# Milan: chiesto posticipo del match col Frosinone.



## admin (11 Maggio 2019)

Come riportato dall'Ansa, il Milan ha chiesto alla Lega di posticipare il match con il Frosinone dalle 18 alle 20:30 in modo da giocare in contemporanea con Juve - Atalanta. 

Attesa una risposta.


----------



## 7vinte (11 Maggio 2019)

Vediamo che dicono ora


----------



## Andris (11 Maggio 2019)

bene,tra qualche ora dovrebbero accettare per par condicio...o forse no


----------



## andreima (11 Maggio 2019)

Beh giusto.


----------



## A.C Milan 1899 (11 Maggio 2019)

Ci mancherebbe pure che non accettassero.


----------



## ispanicojon7 (11 Maggio 2019)

Admin ha scritto:


> Come riportato dall'Ansa, il Milan ha chiesto alla Lega di posticipare il match con il Frosinone dalle 18 alle 20:30 in modo da giocare in contemporanea con Juve - Atalanta.
> 
> Attesa una risposta.



Sarebbe il minimo.


----------



## A.C Milan 1899 (11 Maggio 2019)

ispanicojon7 ha scritto:


> Sarebbe il minimo.



Direi... 

I biscotti stile Germania-Austria del Mundial ‘82 anche no, grazie.


----------



## Ema2000 (11 Maggio 2019)

Avrei aspettato lunedi,
probabilmente oggi pareggiamo o perdiamo e l'Atalanta vince,
per cui la settimana prossima dovrebbe essere ininfluente,

comunque in generale mossa tattica che ci può stare, ma contemporaneamente dimostra il nostro attuale livello, ci dobbiamo appellare a ogni cosuccia.


----------



## diavoloINme (11 Maggio 2019)

Admin ha scritto:


> Come riportato dall'Ansa, il Milan ha chiesto alla Lega di posticipare il match con il Frosinone dalle 18 alle 20:30 in modo da giocare in contemporanea con Juve - Atalanta.
> 
> Attesa una risposta.



C'è anche napoli-inter alle 20.30


----------



## MrPeppez (11 Maggio 2019)

Giusto.

Ma la Juventus lascerà la partita all'Atalanta.

Ci vogliono tutti fuori.


----------



## IlCigno (11 Maggio 2019)

Ema2000 ha scritto:


> Avrei aspettato lunedi,
> probabilmente oggi pareggiamo o perdiamo e l'Atalanta vince,
> per cui la settimana prossima dovrebbe essere ininfluente,
> 
> comunque in generale mossa tattica che ci può stare, ma contemporaneamente dimostra il nostro attuale livello, ci dobbiamo appellare a ogni cosuccia.

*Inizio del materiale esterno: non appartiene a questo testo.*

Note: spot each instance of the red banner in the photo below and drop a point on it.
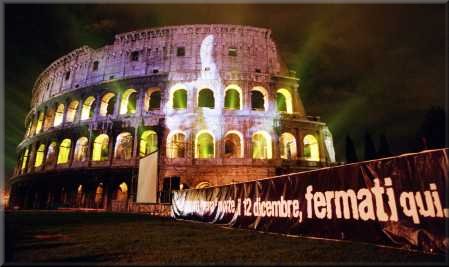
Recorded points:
(398, 200)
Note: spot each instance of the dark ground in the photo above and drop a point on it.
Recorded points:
(69, 237)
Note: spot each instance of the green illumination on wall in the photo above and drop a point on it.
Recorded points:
(180, 99)
(148, 143)
(64, 151)
(101, 148)
(40, 121)
(25, 159)
(39, 156)
(232, 99)
(261, 145)
(311, 150)
(205, 146)
(281, 103)
(206, 98)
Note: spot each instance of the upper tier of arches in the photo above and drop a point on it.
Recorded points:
(129, 101)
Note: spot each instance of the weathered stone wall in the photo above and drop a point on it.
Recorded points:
(157, 52)
(149, 60)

Il punto è che il calendario non deve essere deciso/modificato per fare un favore ad una squadra che deve festeggiare...
ci sono altre realtà (noi un po’ indietro) coinvolte che meritano lo stesso rispetto.


----------



## kipstar (11 Maggio 2019)

Non credo che possano dire di no....


----------



## Moffus98 (11 Maggio 2019)

Admin ha scritto:


> Come riportato dall'Ansa, il Milan ha chiesto alla Lega di posticipare il match con il Frosinone dalle 18 alle 20:30 in modo da giocare in contemporanea con Juve - Atalanta.
> 
> Attesa una risposta.



*Il Frosinone, sempre secondo l'Ansa, ha già dato l'assenso per il cambiamento di orario.*


----------



## Roten1896 (11 Maggio 2019)

Mossa sbagliata. Sai quanto ci perculano se non vinciamo a Firenze.


----------



## A.C Milan 1899 (11 Maggio 2019)

MrPeppez ha scritto:


> Giusto.
> 
> Ma la Juventus lascerà la partita all'Atalanta.
> 
> Ci vogliono tutti fuori.



Puzzerebbe troppo la cosa, secondo me. Per quanto mi riguarda l’Atalanta non uscirà dal Rubentus stadium con più di un punto, massimo.

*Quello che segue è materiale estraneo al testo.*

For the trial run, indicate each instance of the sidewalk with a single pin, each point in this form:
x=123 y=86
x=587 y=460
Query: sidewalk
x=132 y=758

Il vero banco di prova è oggi, dove l’Atalanta gioca, nemmeno in casa propria, e senza molti titolari, contro un Genoa che si deve salvare.


----------



## Ema2000 (11 Maggio 2019)

IlCigno ha scritto:


> Il punto è che il calendario non deve essere deciso/modificato per fare un favore ad una squadra che deve festeggiare...
> ci sono altre realtà (noi un po’ indietro) coinvolte che meritano lo stesso rispetto.



Concordo che non è normale posticipare una partita per permettere il festeggiamento dello scudetto, per giunta l'ottavo di seguito,
fosse almeno un evento.

Purtroppo la Juve ha un controllo mafioso e totale su tutta la serie A e lo esercitano con spocchioso esibizionismo.


----------



## mil77 (11 Maggio 2019)

Roten1896 ha scritto:


> Mossa sbagliata. Sai quanto ci perculano se non vinciamo a Firenze.



Appunto la figuraccia è dietro l'angolo...


----------



## diavoloINme (11 Maggio 2019)

Roten1896 ha scritto:


> Mossa sbagliata. Sai quanto ci perculano se non vinciamo a Firenze.



Cosa vuoi che sia : i ladri sono rimasti con voli e alberghi pagati per i primi di giugno, destinazione madrid.


----------



## Anguus (11 Maggio 2019)

Non accetteranno, è un'associazione a delinquere palese e impunita


----------



## Zenos (11 Maggio 2019)

Anguus ha scritto:


> Non accetteranno, è un'associazione a delinquere palese e impunita



.


----------



## sette (11 Maggio 2019)

Io ero rimasto ai tempi in cui giocare prima era favorevole; vincendo con il Frosinone alle 18 avremmo messo un po' di pressione sui bergamaschi alle 20.30 

Qualcuno mi illumina per favore? (al netto di quello che succede in questo fine settimana)


----------



## vannu994 (11 Maggio 2019)

A.C Milan 1899 ha scritto:


> Puzzerebbe troppo la cosa, secondo me. Per quanto mi riguarda l’Atalanta non uscirà dal Rubentus stadium con più di un punto, massimo.
> 
> Il vero banco di prova è oggi, dove l’Atalanta gioca, nemmeno in casa propria, e senza molti titolari, contro un Genoa che si deve salvare.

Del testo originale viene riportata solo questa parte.